Cutaneous T-cell lymphoma (CTCL) is a group of rare heterogeneous lymphoproliferative disorders primarily confined to the skin. The most prevalent clinical form of CTCL is mycosis fungoides (MF) (1, 2). Early-stage MF comprises patch and plaque skin lesions, whereas advanced stages involve skin tumours and erythrodermic MF (eMF) (3, 4). eMF and the more aggressive leukaemic variant, Sézary syndrome (SS), are characterized by chronic erythroderma with ≥ 80% skin involvement (4). eMF and SS are difficult to distinguish because of their similar clinical features, with erythroderma and lymph-adenopathy combined with symptoms such as pruritus, skin burning, and chills (5). However, eMF sometimes progresses through patch- and/or plaque-stage disease and has various levels of blood involvement, whereas SS usually presents with erythroderma and significant blood involvement (6, 7).
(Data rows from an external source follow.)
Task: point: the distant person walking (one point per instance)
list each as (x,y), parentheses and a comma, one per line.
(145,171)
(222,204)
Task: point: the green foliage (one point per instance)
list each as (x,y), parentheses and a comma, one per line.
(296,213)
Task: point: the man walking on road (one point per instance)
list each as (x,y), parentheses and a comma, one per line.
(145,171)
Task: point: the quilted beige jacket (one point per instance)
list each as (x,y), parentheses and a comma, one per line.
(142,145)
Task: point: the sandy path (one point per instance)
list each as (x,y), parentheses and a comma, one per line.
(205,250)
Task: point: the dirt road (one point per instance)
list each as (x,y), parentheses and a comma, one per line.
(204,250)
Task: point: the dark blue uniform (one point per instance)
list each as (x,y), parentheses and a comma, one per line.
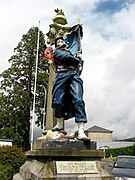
(67,92)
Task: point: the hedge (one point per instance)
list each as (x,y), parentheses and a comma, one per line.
(121,151)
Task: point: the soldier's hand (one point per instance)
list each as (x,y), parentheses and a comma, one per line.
(79,55)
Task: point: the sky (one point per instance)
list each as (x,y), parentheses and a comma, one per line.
(108,52)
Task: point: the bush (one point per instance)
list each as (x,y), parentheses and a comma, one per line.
(120,151)
(11,158)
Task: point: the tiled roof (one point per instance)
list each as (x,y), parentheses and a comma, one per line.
(97,129)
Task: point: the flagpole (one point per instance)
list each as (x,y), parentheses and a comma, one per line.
(34,99)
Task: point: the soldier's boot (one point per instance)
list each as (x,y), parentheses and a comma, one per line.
(81,134)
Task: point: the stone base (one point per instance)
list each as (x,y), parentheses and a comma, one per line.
(54,162)
(72,144)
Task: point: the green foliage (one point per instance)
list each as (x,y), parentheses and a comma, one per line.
(17,85)
(11,158)
(120,151)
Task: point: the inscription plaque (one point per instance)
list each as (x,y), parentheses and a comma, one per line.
(75,167)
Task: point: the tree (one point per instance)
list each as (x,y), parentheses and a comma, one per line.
(17,85)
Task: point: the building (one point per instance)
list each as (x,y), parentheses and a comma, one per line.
(99,134)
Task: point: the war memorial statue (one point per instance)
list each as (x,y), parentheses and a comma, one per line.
(67,91)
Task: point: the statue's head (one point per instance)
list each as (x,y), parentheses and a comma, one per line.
(60,43)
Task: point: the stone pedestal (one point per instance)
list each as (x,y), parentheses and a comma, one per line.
(64,160)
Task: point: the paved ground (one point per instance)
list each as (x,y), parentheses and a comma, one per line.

Controversies still exist regarding whether MF and SS are distinct diseases or different manifestations of a single disease (8, 9), which has led to substantial discussions about the distinction between eMF and SS (6, 9, 10). Discrimination between SS and eMF is essential due to differences in treatment recommendations and prognosis (7, 11, 12).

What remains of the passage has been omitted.